Professor Atina Grossmann (The Cooper Union, New York City) - German Jews fleeing Nazi Persecution: Trauma, Privilege, and Adventure in the “Orient"
This lecture examines the intensely ambivalent and paradoxical experiences, sensibilities, and emotions of bourgeois Jews who found refuge in Iran after 1933. Uprooted and with only an inchoate anxious sense of their families’ fate or what their future held, they were also oddly privileged as adventurous Europeans in an exotic quasi-colonial “Orient.” In flight from homelands that had condemned them as racially inferior they carried with them a fraught sense of cultural superiority as well as a cosmopolitan curiosity about the multicultural worlds they encountered while living in “global transit.”Drawing on archival sources and an extensive collection of family memorabilia, photographs, and correspondence, the talk probes refugees’ understanding of their own unstable position, the changing geopolitical situation, and emerging revelations about the destruction of European Jewry.
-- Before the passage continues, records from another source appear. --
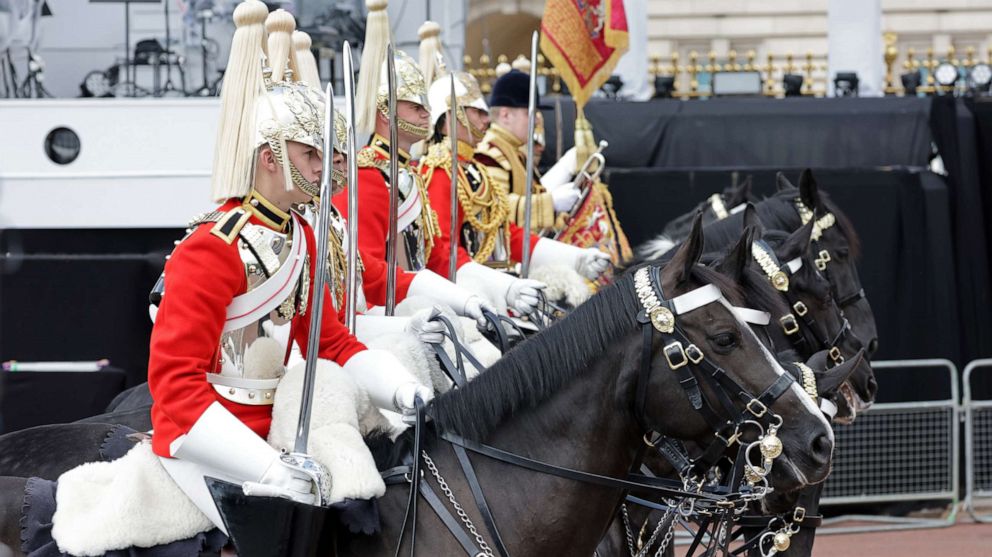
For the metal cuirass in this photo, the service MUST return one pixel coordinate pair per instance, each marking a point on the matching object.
(255, 349)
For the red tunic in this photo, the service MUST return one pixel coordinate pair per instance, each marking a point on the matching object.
(439, 190)
(373, 209)
(201, 278)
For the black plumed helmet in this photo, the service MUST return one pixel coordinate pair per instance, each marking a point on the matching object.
(511, 90)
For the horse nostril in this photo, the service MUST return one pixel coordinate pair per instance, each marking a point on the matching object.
(872, 389)
(822, 449)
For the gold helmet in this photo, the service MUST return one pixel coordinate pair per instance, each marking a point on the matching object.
(468, 94)
(263, 105)
(410, 86)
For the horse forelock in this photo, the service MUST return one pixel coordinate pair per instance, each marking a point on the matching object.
(540, 366)
(780, 212)
(537, 368)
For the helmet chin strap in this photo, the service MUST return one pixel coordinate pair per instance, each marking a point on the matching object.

It highlights the significance of gender and age and the challenges of narrating a family story folded into a larger historical “remapping” of war, Holocaust, empire, and displacement.
Atina Grossmann is Professor of History at the Cooper Union in New York City and the author and editor of several books on film on Holocaust and Jewish history.
The Holocaust Memorial Lecture 2022 is organized jointly by the Stanley Burton Centre for Holocaust and Genocide Studies at the University of Leicester/UK and the Institute for the History of the German Jews, Hamburg/Germany.